Veggie food is easily available and we found it to be of very high standard, we really enjoyed the food there.

Oh and we planned everything ourselves, I think it’s pretty easy to travel around, it’s a safe and well developed country. Transport and logistics will be fine especially if you are covering a fairly well travelled route like the one I suggested above.

Hope that helps, sure you will have an amazing time.

ImperceptablePerception Wed 03-Jul-19 22:34:33

No advice but I'm envious! Machu Picchu (and Patagonia) have been on my bucket list forever! Not exactly wheelchair friendly for me... have a fab time!

glitterbiscuits Fri 05-Jul-19 09:49:23

Thanks for all the comments.

I'm just trying to get a few quotes in from some travel companies.

It's looking quite tempting!

BubblesBuddy Fri 05-Jul-19 13:45:51

Lake Titicaca has the reed boats and islands. It is fascinating but only you can decide if it’s worth the risk.

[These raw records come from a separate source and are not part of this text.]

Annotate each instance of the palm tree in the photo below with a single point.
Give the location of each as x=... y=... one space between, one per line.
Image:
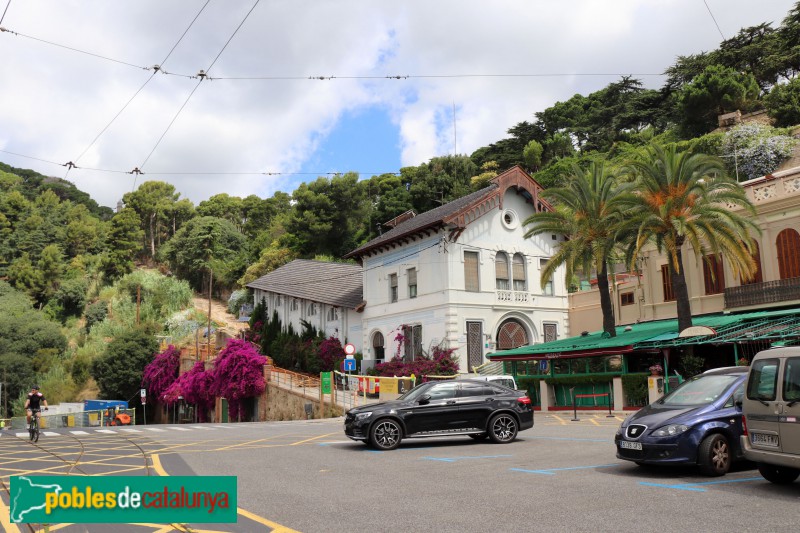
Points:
x=682 y=197
x=587 y=211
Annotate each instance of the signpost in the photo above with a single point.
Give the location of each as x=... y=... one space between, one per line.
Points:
x=143 y=393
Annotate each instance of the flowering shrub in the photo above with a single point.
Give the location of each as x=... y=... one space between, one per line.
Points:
x=440 y=363
x=196 y=387
x=755 y=150
x=238 y=373
x=330 y=353
x=161 y=373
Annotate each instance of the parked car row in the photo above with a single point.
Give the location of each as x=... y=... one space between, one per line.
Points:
x=713 y=420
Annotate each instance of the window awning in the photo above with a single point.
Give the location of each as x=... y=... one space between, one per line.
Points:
x=776 y=326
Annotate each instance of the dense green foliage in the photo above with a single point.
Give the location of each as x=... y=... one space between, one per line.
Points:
x=71 y=264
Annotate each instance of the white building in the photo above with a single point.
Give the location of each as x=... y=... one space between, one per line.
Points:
x=326 y=295
x=462 y=276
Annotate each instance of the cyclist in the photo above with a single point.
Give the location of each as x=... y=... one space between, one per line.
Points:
x=34 y=401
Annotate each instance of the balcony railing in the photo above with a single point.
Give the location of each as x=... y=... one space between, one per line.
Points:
x=515 y=297
x=768 y=292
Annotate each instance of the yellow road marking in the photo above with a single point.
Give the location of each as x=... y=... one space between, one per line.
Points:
x=313 y=438
x=276 y=528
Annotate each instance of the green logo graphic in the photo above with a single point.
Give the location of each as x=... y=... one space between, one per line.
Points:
x=122 y=499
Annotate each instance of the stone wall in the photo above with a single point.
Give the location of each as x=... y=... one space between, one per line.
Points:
x=282 y=404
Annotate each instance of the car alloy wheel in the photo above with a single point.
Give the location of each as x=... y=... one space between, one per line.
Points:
x=503 y=428
x=714 y=455
x=385 y=434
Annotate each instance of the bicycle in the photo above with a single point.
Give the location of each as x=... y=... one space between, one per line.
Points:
x=33 y=427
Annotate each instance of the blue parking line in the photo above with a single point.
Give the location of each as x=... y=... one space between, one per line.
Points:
x=552 y=471
x=696 y=487
x=567 y=438
x=454 y=459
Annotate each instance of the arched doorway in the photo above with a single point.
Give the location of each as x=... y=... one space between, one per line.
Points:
x=512 y=334
x=377 y=345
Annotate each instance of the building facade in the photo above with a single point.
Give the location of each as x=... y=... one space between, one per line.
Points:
x=462 y=276
x=326 y=295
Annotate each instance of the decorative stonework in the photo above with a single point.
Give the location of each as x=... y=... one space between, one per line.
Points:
x=764 y=193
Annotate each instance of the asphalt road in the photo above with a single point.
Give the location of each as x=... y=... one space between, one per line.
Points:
x=559 y=476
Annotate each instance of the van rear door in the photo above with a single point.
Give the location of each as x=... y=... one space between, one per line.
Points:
x=790 y=424
x=764 y=408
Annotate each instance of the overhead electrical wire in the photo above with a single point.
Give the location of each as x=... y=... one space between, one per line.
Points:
x=714 y=19
x=156 y=68
x=5 y=11
x=202 y=76
x=137 y=171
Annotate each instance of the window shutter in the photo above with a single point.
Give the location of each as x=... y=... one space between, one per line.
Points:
x=471 y=272
x=501 y=266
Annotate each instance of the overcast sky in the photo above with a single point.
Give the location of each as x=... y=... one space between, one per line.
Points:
x=77 y=84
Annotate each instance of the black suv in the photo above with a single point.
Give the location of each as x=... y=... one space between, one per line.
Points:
x=479 y=409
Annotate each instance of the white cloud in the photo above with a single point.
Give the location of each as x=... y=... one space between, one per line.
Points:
x=54 y=101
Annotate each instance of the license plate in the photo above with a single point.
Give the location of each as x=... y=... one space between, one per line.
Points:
x=763 y=439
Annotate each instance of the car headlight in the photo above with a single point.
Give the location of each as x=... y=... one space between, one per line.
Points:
x=670 y=430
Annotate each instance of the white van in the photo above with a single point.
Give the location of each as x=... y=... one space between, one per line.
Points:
x=500 y=379
x=771 y=420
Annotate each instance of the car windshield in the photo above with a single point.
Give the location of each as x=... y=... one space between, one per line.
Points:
x=416 y=392
x=699 y=391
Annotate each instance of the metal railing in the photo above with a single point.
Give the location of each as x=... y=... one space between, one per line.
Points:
x=76 y=419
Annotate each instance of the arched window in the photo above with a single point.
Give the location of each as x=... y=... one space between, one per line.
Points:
x=511 y=335
x=377 y=345
x=788 y=244
x=501 y=271
x=518 y=273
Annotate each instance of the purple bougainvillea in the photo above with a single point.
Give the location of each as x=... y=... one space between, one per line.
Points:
x=161 y=373
x=238 y=374
x=440 y=363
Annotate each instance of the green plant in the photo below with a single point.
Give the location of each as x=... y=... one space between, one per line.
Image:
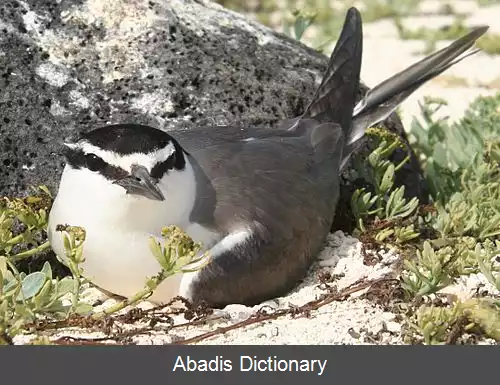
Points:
x=25 y=299
x=300 y=22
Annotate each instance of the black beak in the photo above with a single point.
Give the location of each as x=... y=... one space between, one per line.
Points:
x=141 y=183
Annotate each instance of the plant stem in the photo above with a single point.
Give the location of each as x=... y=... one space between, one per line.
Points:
x=156 y=281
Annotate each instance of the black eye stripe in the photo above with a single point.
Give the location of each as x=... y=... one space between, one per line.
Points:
x=78 y=159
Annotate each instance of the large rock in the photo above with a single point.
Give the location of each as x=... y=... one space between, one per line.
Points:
x=70 y=66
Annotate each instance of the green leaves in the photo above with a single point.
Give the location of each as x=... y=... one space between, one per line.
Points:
x=447 y=149
x=385 y=202
x=178 y=254
x=301 y=21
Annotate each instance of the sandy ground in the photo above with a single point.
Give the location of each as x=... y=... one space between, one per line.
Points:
x=353 y=320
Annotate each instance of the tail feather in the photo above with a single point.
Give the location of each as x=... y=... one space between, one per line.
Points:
x=383 y=99
x=335 y=98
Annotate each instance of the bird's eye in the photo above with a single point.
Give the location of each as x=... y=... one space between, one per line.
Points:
x=94 y=163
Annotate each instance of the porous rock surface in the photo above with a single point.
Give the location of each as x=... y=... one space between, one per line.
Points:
x=70 y=66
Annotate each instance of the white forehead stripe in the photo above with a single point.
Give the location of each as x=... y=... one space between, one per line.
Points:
x=148 y=160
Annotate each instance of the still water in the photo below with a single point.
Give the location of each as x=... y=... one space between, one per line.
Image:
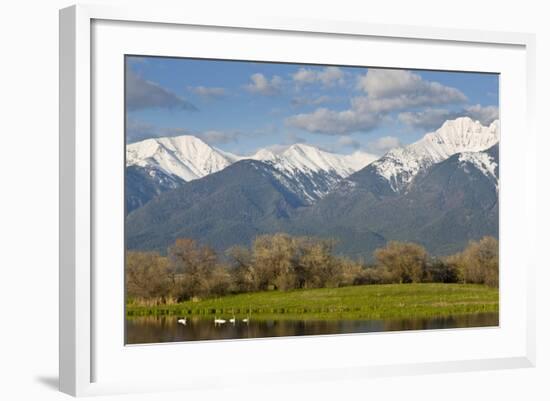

I was the only one on our trip who was ill. Therefore I think most people are ok. As I said, I’ve been just as high since with no problems.

You might wish to consider seeing far more than Machu P in the Sacred Valley. There are markets and other Inca sights as well as the traditional way of life with virtually no tourists. Highly recommended are Pisac. Moray, Salinas, Ollantaytambo, Huchuy Cusco, and Urubambo. Both Pisac and Urubambo have great markets so I would definitely include them if Lake T isn’t floating your boat!

Lonecatwithkitten Sat 06-Jul-19 06:07:17

Over the counter viagra can be very useful for altitude sickness. Webmed have these details [] https://www.webmd.com/men/news/20050201/viagra-may-help-severe-altitude-sickness]{.

glitterbiscuits Sat 06-Jul-19 17:27:59

Lonecat I would be going with my DH and my teenage DS.
I can imagine the look on their faces if I gave them Viagra!

Maybe it better to have altitude sickness!

Inniu Sat 06-Jul-19 17:36:25

DH and I went to Peru with 4 kids last year. You can get altitude sickness tablets which one of the kids and I needed but once you take them it is fine.
The very good hotels in Cusco pipe oxegyn in to your bedrooms so that helps.
A top tip for Machu Picchu is to stay one night in the Belmont Sanctuary Lodge the only hotel within Machu Picchu itself.

BubblesBuddy Sun 07-Jul-19 10:44:29

That Lodge is mega expensive though so not everyone can afford it.